Preaching: Your most recent book tells us that people today like Jesus, but they don’t like the church. What is it that they don’t like about the church?

Kimball: What I discovered was that—as many church leaders know and realize—there is an increasing number of people, especially under the age 35, who are part of a mass group that is leaving the church. And it got me really wondering why this is happening. I started hearing, “I’m spiritual but not religious” a lot. I wanted to know what that meant, so I started talking to people in the Santa Cruz County area in northern California where I’m from.

And I started hearing patterns of “Yes, I respect what I know of the person of Jesus, but I don’t like church.” And then I would ask, “Can you define who you mean by ‘Jesus’?” And often it was Jesus as more like a Gandhi figure or a Martin Luther King Jr., figure—a spiritual figurehead, not a divine Jesus who will be our judge and Savior.

Preaching: They have a cultural image of Jesus.

Kimball: Yes, And then I started asking, “Well, what about the church?” Instantly there were these words: judgmental, homophobic, oppresses women, male dominated, boys club, arrogant about other world religions and fundamentalists. It was funny because several said, “I know the Bible more than those Christians do that are in universities studying the Bible in their English Lit classes, etc.” And so I started hearing these patterns.

It was really mind and heart opening to me because I started understanding that there’s validity to what they’re saying. The reason there’s validity is because most of them hadn’t known too many Christians, or the ones they did see generally were aggressive street evangelists; or they were making opinions about Christians by those in the media. So I just started seeing this dichotomy of liking Jesus but not the church.

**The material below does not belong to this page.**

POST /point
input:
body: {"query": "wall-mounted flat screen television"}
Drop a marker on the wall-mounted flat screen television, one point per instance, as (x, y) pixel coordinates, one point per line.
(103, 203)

Then there’s a book that came out six months after They Like Jesus But Not the Church. It was by Dave Kinnaman and is called UnChristian. What I love about that book was that it was backing up what I was saying with statistics. It was almost the same exact thing. And then I got an e-mail from Ed Stetzer, right when the article in USA Today came out about young adults and leaving the church, and he just goes, “You’re right.” (Laughter) He was talking about the same thing. The more studies ... that’s what’s happening out there today.

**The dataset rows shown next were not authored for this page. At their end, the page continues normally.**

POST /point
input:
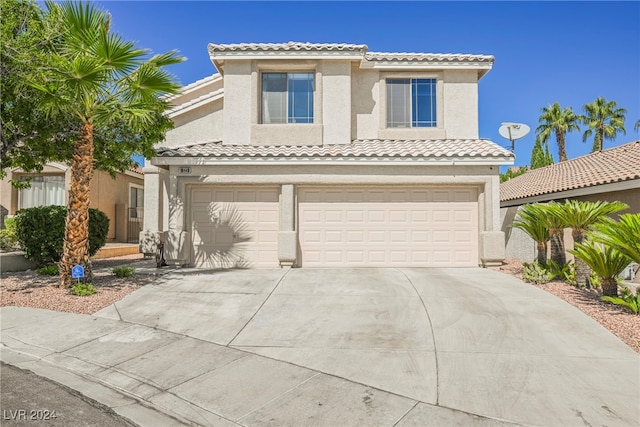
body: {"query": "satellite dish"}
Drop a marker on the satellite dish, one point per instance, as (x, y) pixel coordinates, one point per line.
(513, 131)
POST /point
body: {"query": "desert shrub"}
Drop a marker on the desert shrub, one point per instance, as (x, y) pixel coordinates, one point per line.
(535, 273)
(566, 273)
(8, 235)
(48, 270)
(40, 232)
(83, 289)
(124, 271)
(626, 299)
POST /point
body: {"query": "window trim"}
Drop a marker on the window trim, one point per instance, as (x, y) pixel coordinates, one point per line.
(44, 179)
(411, 79)
(288, 72)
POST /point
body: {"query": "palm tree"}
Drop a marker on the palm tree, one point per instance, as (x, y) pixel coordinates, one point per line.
(555, 223)
(622, 235)
(604, 120)
(531, 220)
(580, 216)
(97, 78)
(605, 261)
(558, 121)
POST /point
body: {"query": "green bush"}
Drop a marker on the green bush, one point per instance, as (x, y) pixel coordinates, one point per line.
(535, 273)
(40, 232)
(8, 236)
(566, 273)
(124, 271)
(48, 270)
(83, 289)
(626, 299)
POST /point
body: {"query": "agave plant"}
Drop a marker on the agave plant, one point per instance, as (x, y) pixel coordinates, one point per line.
(605, 261)
(531, 220)
(581, 216)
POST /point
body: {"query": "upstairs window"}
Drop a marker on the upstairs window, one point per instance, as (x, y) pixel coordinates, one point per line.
(287, 98)
(44, 191)
(411, 103)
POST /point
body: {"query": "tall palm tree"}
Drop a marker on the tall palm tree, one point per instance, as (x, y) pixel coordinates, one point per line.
(556, 224)
(556, 120)
(604, 120)
(605, 261)
(98, 79)
(581, 216)
(531, 220)
(622, 235)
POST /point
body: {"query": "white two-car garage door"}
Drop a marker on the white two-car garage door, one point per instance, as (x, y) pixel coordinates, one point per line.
(360, 227)
(234, 226)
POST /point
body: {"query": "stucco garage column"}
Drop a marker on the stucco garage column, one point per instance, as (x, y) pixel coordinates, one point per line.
(492, 241)
(287, 236)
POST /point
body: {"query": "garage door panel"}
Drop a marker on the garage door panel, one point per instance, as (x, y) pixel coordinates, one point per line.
(389, 227)
(237, 227)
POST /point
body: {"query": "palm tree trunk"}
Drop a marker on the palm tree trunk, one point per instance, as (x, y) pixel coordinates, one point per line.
(597, 141)
(557, 247)
(542, 253)
(609, 287)
(76, 233)
(562, 149)
(582, 269)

Preaching: To add to the data—I read something Thom Rainer wrote recently that said 70 percent of those between 18 and 22 are leaving our churches. He was pointing out the reality that young people grow up in our churches, but it makes so little connection with them—for whatever reasons—that when they become independent, they walk away from church. Statistically it doesn’t matter whether they go away to college or not—the numbers are almost the same.

Kimball: Yeah, I wouldn’t doubt that.

Preaching: Although you started your questioning in northern California, this is something that’s happening really across the culture, isn’t it?

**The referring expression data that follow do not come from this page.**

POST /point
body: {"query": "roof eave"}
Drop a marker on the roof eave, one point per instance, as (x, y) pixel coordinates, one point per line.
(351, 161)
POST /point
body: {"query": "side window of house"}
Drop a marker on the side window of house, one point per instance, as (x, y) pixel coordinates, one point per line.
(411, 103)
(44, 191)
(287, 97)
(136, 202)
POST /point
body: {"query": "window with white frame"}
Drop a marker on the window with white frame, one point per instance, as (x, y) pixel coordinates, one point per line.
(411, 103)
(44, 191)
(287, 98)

Kimball: It’s at a national level. I think there are some parts of the country that are maybe not quite at that place yet. Maybe they are a little more conservative—there’s still a very strong church.

Preaching: There’s a bit of the Bible Belt still left.

Kimball: Right, but then they’re dealing with other issues—is church simply a social thing that people go to and grow out of? But as UnChristian is showing, it’s a national trend. That survey was national, not just in one place.

Preaching: As you’re talking with people, one thing you note is that often it’s not the real Jesus they say they like. It’s a caricature of Jesus. When people encounter the real Jesus, how different is the response?

Kimball: The messenger about Jesus [can’t just say], “Well, you’ve got Jesus wrong. He ain’t like Gandhi. That’s offensive. He’s the Son of God!” That can shut people out. A lot of preaching forms have been more like that.